La Tour de Nesle





La section " Récits, contes et chroniques indépendantes de Gaspard de la Nuit " de l'édition H. H. Poggenburg des oeuvres complètes de Louis Bertrand fait état d'un texte intitulé " La Tour de Nesle " resté à l'état de manuscrit :




Etienne Marcel (wikipédia)


" Charles, fils aîné de Jean le Bon, prisonnier en Angleterre, et le roi de Navarre, si bien nommé le Mauvais, étaient tous deux sous les murs de Paris ; le premier était prêt à y entrer, comme un prince disposé à punir des sujets révoltés ; l'autre en était sorti précipitamment pour fuir les clameurs de la multitude qui lui reprochait de ne savoir la tirer d'affaire. On apprend bientôt à Paris qu'il a traité avec le régent de lui rendre la ville moyennant quatre cent mille florins pour racheter son père. Les parisiens se récrièrent contre la trahison du roi de Navarre qui avait fait ces conditions sans les consulter, et n'ouvrirent point les portes au régent. Plusieurs anglais que le Navarrais avait laissé après lui dans la ville furent impitoyablement massacrés par le peuple ; ce qui parvint à échapper aux furieux se répandit aux environs de la ville et, pour se venger, ravagea tout ce qu'il rencontra. La confusion et le trouble étaient dans Paris ; on demandait à grands cris de marcher contre eux. Etienne Marcel, le prévôt des marchands, qui les conduit, les fait tomber dans une embuscade concertée avec le roi de Navarre ; les parisiens rentrèrent à Paris en déroute, et le Roi de Navarre, qui était à Saint-Denis, s'approcha jusque sous les murs de Paris avec ses gens."

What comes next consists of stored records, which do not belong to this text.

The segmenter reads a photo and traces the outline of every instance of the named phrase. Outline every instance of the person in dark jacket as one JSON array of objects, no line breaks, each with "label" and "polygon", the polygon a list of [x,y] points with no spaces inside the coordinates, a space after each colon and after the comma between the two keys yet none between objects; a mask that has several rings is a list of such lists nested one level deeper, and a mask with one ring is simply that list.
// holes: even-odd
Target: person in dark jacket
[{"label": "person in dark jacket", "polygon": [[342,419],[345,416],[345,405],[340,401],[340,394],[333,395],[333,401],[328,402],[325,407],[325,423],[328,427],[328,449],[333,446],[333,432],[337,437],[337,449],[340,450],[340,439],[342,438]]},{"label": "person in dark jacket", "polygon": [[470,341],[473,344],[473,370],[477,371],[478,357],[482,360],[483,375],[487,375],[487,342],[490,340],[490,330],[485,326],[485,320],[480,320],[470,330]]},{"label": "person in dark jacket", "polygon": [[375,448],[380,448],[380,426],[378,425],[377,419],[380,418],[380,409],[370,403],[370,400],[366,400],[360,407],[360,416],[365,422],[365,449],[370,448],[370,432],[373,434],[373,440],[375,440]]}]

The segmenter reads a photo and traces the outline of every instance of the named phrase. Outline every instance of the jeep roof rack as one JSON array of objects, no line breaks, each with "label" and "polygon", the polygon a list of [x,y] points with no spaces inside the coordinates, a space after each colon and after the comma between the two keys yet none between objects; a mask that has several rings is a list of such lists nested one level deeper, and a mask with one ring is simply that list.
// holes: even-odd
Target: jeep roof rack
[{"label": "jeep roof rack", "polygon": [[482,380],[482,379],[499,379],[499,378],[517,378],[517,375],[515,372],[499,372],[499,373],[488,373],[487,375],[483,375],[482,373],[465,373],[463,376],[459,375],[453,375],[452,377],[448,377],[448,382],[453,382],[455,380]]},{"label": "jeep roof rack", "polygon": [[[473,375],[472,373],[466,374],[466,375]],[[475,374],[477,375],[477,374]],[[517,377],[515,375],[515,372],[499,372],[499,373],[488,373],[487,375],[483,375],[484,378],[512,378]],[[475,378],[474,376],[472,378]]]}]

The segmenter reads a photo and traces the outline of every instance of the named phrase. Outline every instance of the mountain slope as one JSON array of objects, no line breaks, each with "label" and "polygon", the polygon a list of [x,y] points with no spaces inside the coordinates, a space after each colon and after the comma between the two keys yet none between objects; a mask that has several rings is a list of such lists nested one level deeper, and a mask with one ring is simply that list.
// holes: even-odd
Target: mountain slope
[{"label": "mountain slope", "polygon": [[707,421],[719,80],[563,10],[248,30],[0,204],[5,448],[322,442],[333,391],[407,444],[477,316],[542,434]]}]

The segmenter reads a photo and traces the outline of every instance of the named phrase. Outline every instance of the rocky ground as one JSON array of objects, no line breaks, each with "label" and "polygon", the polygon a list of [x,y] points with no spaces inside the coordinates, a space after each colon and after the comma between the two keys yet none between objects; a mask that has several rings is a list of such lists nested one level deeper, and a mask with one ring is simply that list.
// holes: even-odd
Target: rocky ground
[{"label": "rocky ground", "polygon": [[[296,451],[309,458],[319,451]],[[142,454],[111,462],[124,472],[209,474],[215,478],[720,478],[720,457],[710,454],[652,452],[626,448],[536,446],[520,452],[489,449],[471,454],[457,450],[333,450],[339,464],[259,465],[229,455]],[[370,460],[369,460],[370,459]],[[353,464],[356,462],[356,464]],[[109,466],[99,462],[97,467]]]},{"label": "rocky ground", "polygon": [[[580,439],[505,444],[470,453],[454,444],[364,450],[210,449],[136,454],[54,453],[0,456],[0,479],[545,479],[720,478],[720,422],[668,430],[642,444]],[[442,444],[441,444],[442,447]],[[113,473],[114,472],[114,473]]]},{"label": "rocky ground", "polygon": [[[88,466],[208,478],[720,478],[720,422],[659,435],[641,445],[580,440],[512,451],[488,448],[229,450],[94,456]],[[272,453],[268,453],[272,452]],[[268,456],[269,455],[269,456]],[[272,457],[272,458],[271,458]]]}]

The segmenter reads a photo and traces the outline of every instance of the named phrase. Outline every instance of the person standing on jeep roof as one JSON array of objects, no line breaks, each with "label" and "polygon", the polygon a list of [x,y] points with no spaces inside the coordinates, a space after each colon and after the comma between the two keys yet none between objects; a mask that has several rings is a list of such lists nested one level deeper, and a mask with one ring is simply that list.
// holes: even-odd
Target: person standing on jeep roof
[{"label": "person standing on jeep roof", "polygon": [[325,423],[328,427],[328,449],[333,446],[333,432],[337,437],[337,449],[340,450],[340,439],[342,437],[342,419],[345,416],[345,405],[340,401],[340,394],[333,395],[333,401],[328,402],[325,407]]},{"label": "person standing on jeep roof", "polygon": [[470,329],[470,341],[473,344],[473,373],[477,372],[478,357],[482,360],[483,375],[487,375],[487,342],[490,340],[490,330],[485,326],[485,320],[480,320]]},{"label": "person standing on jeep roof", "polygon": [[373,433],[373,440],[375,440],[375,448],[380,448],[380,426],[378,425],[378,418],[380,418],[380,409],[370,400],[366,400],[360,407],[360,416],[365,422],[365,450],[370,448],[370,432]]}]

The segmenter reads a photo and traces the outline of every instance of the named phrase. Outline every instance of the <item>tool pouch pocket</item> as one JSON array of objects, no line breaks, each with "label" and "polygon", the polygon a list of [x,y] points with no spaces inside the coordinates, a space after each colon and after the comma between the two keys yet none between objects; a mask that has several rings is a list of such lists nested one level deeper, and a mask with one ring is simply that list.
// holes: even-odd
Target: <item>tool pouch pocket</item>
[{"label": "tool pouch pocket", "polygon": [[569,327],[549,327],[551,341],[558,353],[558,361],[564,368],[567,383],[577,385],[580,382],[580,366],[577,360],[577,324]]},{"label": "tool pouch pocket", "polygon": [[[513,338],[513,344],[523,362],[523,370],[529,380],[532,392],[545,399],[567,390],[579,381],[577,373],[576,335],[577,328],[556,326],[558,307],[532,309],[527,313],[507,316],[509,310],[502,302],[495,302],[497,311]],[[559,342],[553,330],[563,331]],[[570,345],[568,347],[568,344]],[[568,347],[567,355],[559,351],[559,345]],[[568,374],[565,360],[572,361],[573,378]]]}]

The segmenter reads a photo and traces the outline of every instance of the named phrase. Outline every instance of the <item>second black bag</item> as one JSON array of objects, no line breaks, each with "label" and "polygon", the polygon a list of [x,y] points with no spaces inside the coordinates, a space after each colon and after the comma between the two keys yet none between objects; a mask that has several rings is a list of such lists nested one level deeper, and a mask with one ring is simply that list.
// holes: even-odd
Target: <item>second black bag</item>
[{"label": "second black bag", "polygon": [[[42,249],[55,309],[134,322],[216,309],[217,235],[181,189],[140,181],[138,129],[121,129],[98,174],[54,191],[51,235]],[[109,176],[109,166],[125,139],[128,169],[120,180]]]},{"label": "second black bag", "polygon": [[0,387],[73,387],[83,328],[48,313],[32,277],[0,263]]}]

Charles le Mauvais (wikipédia)


Ce texte paraît être un résumé confus et partial de faits historiques ayant eu lieu entre le 11 janvier 1358, date du discours du dauphin Charles aux parisiens - discours des Halles - et le 2 août 1358, date de son retour dans la capitale. Entre-temps ont été assassinés Jean de Conflans et Robert de Clermont, ses proches conseillers, par Etienne Marcel, prévôt des marchands de Paris, et ses complices. Ce forfait commis le 22 février 1358, marquera la rupture des relations avec le dauphin, une conciliation étant toutefois tentée du 26 février au 4 mars 1358 à l'hôtel de Nesle à Paris, entre ledit dauphin et le roi Charles de Navarre. Le dauphin - régent du royaume à compter du 14 mars 1358 - se réfugiera en province. A la demande d'Etienne Marcel, Charles de Navarre sera nommé Capitaine de la Ville de Paris le 15 juin 1358. Profitant de cette nouvelle position, il mènera un triple jeu avec le dauphin et le roi Edouard III d'Angleterre. Chargé de la défense de la ville, il fera appel à des mercenaires de toutes nationalités venus des "Grande Compagnies", dont un nombre important d'anglais. A la suite d'exactions commises à Saint-Cloud, attribuées aux "anglais", la population parisienne se vengera sur le contingent présent intra-muros ( 24 tués, 4 à 500 prisonniers retenus au Louvre ) et exigera une chasse aux pillards. Deux troupes seront ainsi formées. Charles de Navarre et Etienne Marcel prendront la tête d'un groupe qui ne rencontrera aucune difficulté, le second tombera dans une embuscade meurtrière ( envrion 600 morts ). Des soupçons de complicité seront alors portés sur Etienne Marcel, d'autant mieux discrédité qu'il libérera les prisonniers anglais détenus au Louvre. Il sera assassiné le 31 juillet 1358 par l'échevin Jean Maillard, l'un de ses meilleurs soutiens.

La chronique de Louis Bertrand, reprenant pêle-mêle des événements historiques, rend donc compte, par le fond et la forme, de la confusion de l'époque qui voyait s'agiter les prétendants à la couronne de France (Jean le Bon est prisonnier d'Edouard III d'Angleterre). Sa prise de position par rapport à Etienne Marcel, pour partiale qu'elle soit, est conforme à l'opinion de son époque. Il est toutefois vraisemblable qu'il l'aurait soutenu dans sa lutte pour les libertés publiques.